# Tricks for rail jams?



## Casual (Feb 9, 2011)

Noseslides, tailslides and blunts.


----------



## linvillegorge (Jul 6, 2009)

Blow the judges. Bet you'll win.


----------



## Rasse (Dec 12, 2013)

270s in or out, Bs board-switch up-Fs board, maybe a 50-50 to 360 out from the cannon ?


----------



## BurtonAvenger (Aug 14, 2007)

Switch front board through the corrugated to 270 out. Or blow the judges.


----------



## Nivek (Jan 24, 2008)

Switch tricks and pretzle outs.


----------



## SnowBunny39 (Nov 23, 2013)

BurtonAvenger said:


> Switch front board through the corrugated to 270 out. Or blow the judges.


Everything is about blowjobs now a days.... What I my tongue gets stuck to it just like a metal pole?  hahahaha


----------



## BurtonAvenger (Aug 14, 2007)

SnowBunny39 said:


> Everything is about blowjobs now a days.... What I my tongue gets stuck to it just like a metal pole?  hahahaha


That just means you should have swallowed.


----------



## stan_darsh (Mar 10, 2013)

back lip or back noseblunt... it may be that i came from skateboarding, but getting the tail over the rail always looks better


----------



## BigmountainVMD (Oct 9, 2011)

BurtonAvenger said:


> That just means you should have swallowed.

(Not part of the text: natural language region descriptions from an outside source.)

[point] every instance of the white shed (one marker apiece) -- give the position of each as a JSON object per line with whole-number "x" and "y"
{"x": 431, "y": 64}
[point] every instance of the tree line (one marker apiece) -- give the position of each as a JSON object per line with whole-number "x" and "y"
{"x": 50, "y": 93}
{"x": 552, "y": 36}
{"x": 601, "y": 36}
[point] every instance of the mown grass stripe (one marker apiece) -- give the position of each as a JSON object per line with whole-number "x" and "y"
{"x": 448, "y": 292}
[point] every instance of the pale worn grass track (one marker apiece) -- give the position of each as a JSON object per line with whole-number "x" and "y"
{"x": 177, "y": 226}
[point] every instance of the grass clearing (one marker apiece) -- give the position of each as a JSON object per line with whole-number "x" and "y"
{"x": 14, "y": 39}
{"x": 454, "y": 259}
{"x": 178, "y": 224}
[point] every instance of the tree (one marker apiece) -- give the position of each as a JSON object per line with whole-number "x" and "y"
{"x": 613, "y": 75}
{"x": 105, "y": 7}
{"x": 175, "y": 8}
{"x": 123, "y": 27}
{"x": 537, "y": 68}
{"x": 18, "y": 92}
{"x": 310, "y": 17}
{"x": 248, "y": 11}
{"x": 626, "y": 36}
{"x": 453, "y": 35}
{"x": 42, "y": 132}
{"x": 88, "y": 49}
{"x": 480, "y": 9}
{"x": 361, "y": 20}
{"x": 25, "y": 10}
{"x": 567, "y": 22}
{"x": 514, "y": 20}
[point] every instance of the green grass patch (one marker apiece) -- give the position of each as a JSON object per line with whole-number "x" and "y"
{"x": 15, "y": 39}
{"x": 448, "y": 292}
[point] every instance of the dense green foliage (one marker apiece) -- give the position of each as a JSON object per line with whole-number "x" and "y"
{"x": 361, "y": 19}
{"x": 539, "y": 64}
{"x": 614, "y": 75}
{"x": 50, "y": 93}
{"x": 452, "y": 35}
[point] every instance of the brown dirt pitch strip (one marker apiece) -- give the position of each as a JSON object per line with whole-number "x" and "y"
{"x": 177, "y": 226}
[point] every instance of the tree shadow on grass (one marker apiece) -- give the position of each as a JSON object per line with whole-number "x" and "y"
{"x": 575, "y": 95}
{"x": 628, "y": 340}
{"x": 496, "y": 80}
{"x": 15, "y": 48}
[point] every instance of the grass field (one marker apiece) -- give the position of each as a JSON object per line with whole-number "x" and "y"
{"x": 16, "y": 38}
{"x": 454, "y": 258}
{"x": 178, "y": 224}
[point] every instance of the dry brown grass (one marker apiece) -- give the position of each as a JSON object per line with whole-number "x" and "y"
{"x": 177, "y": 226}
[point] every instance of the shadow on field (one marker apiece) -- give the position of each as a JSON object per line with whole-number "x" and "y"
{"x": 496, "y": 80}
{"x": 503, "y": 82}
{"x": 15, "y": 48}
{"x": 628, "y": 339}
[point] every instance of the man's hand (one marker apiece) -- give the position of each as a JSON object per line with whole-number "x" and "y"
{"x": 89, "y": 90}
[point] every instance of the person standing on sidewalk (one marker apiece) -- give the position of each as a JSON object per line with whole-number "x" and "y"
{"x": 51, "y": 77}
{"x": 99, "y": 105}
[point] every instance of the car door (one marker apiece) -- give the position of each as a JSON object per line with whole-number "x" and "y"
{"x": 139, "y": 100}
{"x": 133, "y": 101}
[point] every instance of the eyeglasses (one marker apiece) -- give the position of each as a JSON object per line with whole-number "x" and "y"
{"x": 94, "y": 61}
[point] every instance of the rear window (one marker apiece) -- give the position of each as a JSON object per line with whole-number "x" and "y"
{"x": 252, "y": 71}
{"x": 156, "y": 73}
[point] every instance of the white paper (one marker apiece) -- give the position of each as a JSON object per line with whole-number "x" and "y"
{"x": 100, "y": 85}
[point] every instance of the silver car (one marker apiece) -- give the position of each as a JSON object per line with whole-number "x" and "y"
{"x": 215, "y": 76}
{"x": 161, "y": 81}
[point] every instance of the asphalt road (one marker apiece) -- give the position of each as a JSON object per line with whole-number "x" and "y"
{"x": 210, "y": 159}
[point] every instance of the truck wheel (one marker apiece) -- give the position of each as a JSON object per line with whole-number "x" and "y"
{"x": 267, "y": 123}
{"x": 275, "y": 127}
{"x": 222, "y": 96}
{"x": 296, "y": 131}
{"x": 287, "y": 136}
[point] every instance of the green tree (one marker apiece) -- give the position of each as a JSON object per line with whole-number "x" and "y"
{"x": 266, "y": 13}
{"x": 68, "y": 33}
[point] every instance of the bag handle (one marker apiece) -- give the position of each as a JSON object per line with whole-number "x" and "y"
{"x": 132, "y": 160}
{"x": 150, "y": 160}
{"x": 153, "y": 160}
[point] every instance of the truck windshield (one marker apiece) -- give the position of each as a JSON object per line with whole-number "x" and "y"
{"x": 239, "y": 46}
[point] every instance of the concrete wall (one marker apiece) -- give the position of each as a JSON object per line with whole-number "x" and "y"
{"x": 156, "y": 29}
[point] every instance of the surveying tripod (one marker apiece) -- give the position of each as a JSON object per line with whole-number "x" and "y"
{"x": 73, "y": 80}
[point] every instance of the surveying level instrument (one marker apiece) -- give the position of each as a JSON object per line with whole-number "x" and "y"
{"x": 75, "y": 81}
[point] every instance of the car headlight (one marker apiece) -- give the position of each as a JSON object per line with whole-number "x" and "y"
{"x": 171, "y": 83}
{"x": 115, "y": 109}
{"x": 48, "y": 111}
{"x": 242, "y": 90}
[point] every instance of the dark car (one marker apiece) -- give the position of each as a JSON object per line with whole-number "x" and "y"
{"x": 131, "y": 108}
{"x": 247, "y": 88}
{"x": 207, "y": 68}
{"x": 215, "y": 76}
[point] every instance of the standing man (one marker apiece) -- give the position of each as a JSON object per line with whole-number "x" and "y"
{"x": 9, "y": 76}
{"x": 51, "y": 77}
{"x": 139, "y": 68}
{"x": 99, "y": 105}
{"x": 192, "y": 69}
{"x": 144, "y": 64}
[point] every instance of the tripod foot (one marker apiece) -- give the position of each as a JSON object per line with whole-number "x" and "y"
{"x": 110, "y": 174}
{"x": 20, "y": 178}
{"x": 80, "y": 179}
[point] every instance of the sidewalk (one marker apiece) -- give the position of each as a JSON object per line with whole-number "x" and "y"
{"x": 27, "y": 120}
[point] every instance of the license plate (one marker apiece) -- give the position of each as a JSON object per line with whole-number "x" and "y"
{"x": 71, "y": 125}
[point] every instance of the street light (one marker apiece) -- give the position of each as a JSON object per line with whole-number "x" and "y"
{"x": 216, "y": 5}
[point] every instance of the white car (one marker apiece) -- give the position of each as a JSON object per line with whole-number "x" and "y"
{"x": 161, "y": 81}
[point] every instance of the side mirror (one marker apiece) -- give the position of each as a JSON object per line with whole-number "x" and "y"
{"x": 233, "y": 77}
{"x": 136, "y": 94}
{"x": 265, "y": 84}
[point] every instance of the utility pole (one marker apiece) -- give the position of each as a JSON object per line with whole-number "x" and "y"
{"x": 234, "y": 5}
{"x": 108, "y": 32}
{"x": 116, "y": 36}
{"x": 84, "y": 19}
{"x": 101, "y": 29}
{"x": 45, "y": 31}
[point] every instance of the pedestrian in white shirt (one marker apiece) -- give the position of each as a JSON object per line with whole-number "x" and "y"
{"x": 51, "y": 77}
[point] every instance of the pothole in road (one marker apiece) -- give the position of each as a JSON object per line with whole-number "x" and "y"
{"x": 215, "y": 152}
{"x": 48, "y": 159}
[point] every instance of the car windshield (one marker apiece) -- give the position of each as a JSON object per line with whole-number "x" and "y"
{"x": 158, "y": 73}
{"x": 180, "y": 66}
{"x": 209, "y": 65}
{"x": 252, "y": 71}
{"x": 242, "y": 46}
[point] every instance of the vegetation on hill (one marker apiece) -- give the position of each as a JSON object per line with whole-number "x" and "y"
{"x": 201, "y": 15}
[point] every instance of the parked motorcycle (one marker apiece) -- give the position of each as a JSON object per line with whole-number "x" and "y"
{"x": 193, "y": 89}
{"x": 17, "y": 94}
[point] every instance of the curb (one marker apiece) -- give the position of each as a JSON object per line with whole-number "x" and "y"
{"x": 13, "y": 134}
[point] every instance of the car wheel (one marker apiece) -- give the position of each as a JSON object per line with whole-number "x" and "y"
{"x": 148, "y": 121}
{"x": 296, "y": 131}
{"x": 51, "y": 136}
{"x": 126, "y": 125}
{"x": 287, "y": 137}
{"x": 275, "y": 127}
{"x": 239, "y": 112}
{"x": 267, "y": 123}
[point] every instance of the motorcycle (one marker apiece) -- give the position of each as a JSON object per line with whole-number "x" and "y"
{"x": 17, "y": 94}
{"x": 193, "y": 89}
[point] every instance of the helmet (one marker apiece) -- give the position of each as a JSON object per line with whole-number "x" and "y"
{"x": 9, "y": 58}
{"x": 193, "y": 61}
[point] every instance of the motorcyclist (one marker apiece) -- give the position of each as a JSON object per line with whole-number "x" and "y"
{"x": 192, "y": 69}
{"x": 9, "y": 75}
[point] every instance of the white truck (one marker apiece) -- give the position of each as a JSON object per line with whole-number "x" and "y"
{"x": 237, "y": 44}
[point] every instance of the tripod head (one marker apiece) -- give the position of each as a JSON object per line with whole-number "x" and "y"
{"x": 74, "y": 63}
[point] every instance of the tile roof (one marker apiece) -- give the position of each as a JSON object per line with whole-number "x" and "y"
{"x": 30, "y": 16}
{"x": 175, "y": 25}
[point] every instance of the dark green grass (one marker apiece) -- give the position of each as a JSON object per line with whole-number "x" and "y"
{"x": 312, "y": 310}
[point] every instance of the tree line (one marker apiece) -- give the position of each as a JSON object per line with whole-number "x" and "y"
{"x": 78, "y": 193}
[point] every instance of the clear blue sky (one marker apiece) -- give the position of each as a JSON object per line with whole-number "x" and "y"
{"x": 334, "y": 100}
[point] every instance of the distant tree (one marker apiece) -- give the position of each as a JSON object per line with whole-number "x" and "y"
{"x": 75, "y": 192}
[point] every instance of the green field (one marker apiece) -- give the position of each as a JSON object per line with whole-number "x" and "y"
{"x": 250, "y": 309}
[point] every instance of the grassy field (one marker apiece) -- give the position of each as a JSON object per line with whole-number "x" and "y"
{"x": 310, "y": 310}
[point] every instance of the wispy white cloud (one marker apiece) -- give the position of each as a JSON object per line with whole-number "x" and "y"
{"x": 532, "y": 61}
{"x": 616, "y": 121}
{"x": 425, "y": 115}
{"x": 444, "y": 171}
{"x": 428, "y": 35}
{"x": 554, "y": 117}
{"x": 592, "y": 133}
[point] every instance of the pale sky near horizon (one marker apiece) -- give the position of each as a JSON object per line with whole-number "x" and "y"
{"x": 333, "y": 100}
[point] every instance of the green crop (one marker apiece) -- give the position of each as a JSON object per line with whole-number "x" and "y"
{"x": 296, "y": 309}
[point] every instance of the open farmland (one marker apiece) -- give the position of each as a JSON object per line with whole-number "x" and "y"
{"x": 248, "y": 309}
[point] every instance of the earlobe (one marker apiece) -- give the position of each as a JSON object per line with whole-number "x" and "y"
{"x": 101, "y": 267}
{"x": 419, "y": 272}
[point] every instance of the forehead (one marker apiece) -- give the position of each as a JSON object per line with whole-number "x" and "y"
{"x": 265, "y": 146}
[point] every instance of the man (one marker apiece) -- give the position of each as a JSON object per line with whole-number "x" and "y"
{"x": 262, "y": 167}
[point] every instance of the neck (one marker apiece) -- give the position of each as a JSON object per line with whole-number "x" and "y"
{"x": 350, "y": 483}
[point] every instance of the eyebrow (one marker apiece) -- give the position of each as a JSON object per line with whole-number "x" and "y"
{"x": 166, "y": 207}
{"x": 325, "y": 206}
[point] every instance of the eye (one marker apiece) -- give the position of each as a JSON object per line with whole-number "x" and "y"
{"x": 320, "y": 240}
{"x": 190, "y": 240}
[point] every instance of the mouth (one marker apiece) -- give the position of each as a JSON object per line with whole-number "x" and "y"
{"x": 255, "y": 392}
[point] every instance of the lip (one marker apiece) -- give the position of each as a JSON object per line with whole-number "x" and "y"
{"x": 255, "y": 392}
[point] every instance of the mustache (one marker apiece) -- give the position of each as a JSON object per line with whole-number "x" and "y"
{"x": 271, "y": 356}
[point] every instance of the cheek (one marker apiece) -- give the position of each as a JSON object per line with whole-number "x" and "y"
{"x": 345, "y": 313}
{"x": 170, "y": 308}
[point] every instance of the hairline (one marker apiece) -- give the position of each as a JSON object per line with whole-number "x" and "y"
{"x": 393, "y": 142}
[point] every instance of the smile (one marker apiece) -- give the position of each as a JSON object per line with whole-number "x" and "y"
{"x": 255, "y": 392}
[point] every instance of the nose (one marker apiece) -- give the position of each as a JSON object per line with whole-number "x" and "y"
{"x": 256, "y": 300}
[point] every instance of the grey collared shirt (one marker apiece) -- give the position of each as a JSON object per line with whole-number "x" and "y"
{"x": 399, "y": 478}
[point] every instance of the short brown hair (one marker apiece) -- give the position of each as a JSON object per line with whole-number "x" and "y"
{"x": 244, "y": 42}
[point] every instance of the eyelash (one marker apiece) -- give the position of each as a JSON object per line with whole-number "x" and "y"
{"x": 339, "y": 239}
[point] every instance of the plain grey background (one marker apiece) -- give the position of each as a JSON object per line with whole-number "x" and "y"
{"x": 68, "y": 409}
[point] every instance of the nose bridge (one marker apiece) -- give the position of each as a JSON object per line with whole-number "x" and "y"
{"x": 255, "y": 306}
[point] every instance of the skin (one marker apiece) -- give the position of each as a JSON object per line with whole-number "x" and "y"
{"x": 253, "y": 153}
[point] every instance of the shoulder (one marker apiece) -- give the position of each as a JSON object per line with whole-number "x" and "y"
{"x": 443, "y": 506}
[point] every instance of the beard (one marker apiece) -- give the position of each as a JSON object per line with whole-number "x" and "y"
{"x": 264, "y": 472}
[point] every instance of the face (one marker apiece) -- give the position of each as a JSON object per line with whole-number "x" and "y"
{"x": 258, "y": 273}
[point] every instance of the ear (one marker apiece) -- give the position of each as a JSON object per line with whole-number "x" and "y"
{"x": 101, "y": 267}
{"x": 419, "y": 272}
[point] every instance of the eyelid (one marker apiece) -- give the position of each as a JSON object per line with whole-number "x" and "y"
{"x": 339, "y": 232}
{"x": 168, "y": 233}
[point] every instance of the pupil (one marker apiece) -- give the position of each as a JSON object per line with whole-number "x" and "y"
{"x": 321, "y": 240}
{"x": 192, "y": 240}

He said to the 17 year old girl.


----------



## SnowBunny39 (Nov 23, 2013)

BigmountainVMD said:


> He said to the 17 year old girl.


I'm 18... Such a huge difference


----------



## BigAL (Feb 19, 2013)

Best advice is just do something you can actually land and live to tell about it. Don't hurt yourself trying to impress people...I mean "judges" in their lame blue blazers trying to do what you can. And pretty much just kill it out there.


----------